中国が仕掛ける"アヘン戦争"が、諸国をむしばんでいる。

 

現在、世界中で「合成オピオイド中毒」が問題となっている。合成オピオイドとは、モルヒネやフェンタニルなどに代表される鎮静剤の一種だが、鎮痛効果が高い一方で依存性も高い。特にフェンタニルは、モルヒネの50~100倍ほどの強力な鎮静効果を持ち、過剰摂取で死亡するケースが多発している。

 

アメリカ全土では、すでに200万人のオピオイド中毒者がいると見られ、2015年、2016年と続いて3万人超の死者が出ている。両親がオピオイド中毒に陥って子供が児童養護施設に入らざるを得ないケースも増え、地方財政を圧迫。「米経済諮問委員会(CEA)」が2017年に公表した報告書によると、2015年にオピオイド乱用によって生じた経済コストは最大5040億ドル(約57兆円)に上り、国内総生産(GDP)の2.8%に相当するという。

 

トランプ氏が昨年10月に「公衆衛生の非常事態」を宣言するほど、深刻な状況だ。

 

被害はアメリカに留まらない。カナダ政府の発表によると、オピオイドの乱用によって4000人近くの人が昨年亡くなったという。
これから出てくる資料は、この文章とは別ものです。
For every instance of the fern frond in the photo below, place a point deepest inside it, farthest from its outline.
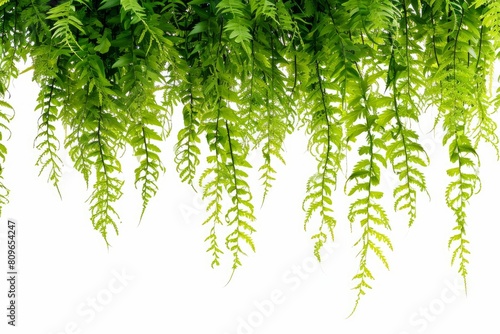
(46, 140)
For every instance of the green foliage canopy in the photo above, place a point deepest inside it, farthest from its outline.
(247, 73)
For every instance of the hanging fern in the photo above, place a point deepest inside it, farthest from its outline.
(356, 76)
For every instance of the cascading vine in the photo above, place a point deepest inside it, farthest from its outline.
(247, 73)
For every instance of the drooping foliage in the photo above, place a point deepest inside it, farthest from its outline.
(355, 75)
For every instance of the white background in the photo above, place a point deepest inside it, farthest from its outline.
(156, 277)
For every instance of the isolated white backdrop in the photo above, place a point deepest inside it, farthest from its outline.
(156, 277)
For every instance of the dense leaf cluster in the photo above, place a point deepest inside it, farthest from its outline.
(247, 73)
2016年からの累計では8000人に達する。アフリカでも、オピオイド系のトラマドールが安価な鎮痛剤として使用されているが、ヘロインと同じような効果を得られる薬物として、医療外での使用が増加している。

 

 

原産最大手の中国

世界中に中毒者を生みだしているオピオイド。その原産国の"最大手"が中国だ。

 

米議会の超党派諮問機関である「米中経済安全保障再考委員会(USCC)」は11月、中国が「違法フェンタニルとフェンタニル類似物質のアメリカでの最大の供給源」だと報告した。普通郵便を使ってアメリカに持ちこまれるケースや、メキシコの密売人を経由してアメリカに入ってくるケースが報告されている。カナダ政府も、国内に流入しているオピオイドの多くが、中国南部の工場で生産されていることを掴んでいる。

 

実は中国は、全世界の化学品売上高の3分の1を占める、医薬品原料の最大輸出国。製薬や化学産業の基盤があることに加えて、規制が緩いことから、合法的にオピオイドが製造され、アメリカなどに密輸されているという。

 

 

先進国とは言い難い実情

こうした現状を改善するため、トランプ氏は、11月末から行われたG20後の米中首脳会談で習近平国家主席に対策を求めた。習氏はこれに応じ、フェンタニルの密売を最も重大な犯罪の1つとして位置付けると約束。密売を許している法の抜け穴を防ぐことに合意した。

 

しかし、2015年にも中国政府は薬品製造の規制対象を強化したものの、薬物の構造を少し変えただけで規制を潜り抜けることができるため、ほとんど効果はなかった。今回も、習氏による形だけのパフォーマンスになるのではないかと危惧されている。習氏にとっては、自国に外貨をもたらし得る「金の卵」とも言えるオピオイドだ。わざわざ根絶させることは期待しづらい。

 

まるで、約180年前に起こったアヘン戦争への復讐のように見えなくもないが、薬物輸出の最大手というのは、国家として恥じるべきことだ。少なくとも、先進国とは言い難い。軍事拡張や技術盗用に限らず、世界をむしばむ「中国発」を、見過ごしてはならない。

(片岡眞有子)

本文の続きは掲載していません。